Permalink
Find file Copy path
700 lines (518 sloc) 18.8 KB

Serokell Haskell Style Guide

This style guide is mostly a copy of Johan Tibell's guide with some restructurization, elaboration on some topics and some additions. This style guide's aims are code beauty, readability and understandability.

You can find our other formatting utilites and guidelines which expand the code style:

General guide lines

Line Length

Maximum line length is 80 characters or 100 characters if necessary.

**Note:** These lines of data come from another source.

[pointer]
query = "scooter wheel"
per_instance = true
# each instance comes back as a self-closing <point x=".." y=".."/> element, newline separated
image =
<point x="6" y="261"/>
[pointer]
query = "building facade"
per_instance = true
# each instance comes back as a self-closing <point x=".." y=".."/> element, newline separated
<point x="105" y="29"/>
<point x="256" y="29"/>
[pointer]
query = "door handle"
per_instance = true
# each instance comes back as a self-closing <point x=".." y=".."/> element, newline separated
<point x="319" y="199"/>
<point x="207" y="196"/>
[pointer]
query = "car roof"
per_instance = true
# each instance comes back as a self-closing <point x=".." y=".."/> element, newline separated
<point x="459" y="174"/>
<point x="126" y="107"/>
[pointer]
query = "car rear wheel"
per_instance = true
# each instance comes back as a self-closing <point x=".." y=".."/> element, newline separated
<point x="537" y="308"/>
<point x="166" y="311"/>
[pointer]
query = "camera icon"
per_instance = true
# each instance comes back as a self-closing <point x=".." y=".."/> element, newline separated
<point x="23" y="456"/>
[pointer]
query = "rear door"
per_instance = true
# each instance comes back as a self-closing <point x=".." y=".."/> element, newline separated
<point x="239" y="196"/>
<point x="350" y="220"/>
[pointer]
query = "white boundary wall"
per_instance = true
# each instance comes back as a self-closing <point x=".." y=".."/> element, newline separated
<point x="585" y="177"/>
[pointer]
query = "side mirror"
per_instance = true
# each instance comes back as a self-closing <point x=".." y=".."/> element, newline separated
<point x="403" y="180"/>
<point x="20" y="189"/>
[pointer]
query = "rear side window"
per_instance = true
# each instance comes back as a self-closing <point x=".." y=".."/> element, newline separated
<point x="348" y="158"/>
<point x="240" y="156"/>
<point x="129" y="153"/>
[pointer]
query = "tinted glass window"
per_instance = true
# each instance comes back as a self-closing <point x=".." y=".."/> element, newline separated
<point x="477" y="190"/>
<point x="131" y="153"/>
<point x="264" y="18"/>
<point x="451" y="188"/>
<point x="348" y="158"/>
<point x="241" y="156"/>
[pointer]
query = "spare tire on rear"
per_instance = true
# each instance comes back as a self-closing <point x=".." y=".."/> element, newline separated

Modern screens have high definition and big width. But with some tiling managers and two terminals on one screen you are not able to see many characters on one line. On the other hand, restricting line size to a very small number like 80 leads to some crazy indentation despite the fact that shorter lines should force you to write well structured code. That's why 100 is a reasonable compromize.

Indentation

Tabs are illegal. Use spaces for indenting. Indent your code blocks with 4 spaces. Indent the where keyword with two spaces to set it apart from the rest of the code and indent the definitions in a where clause with 2 spaces. Some examples:

sayHello :: IO ()
sayHello = do
    name <- getLine
    putStrLn $ greeting name
  where
    greeting name = "Hello, " ++ name ++ "!"

filter :: (a -> Bool) -> [a] -> [a]
filter _ []     = []
filter p (x:xs)
    | p x       = x : filter p xs
    | otherwise = filter p xs

Blank Lines

One blank line between top-level definitions. No blank lines between type signatures and function definitions. Add one blank line between functions in a type class instance declaration if the function bodies are large. You can add blank lines inside a big do block to separate logical parts of it. You can also use blank lines to separate definitions inside where clause. Blank lines are used to separate imports (this is described in section below).

Whitespace

Surround binary operators with a single space on either side. In case of currying add one space between the argument and the operation.

Exceptions (where you're allowed to not follow this rule):

  1. % operator for string formatting from Formatting library. Compare:

("block with "%int%" entries") cnt

("block with " % int % " entries") cnt

  1. +|-like operators from fmt library. Compare

"block with "+|cnt|+" entries"

"block with " +| cnt |+ " entries"

So, you can omit spaces if surrounding strings have spaces. It also helps in cases when formatted strings are too long.

Use some tool to remove trailing spaces!

Naming convention

Casing:

  • lowerCamelCase for function and variable names.
  • UpperCamelCase for types.
  • TODO: some convention for global constants?

Don't use short names like n, sk, f unless their meaning is clear from context (function name, types, other variables, etc.).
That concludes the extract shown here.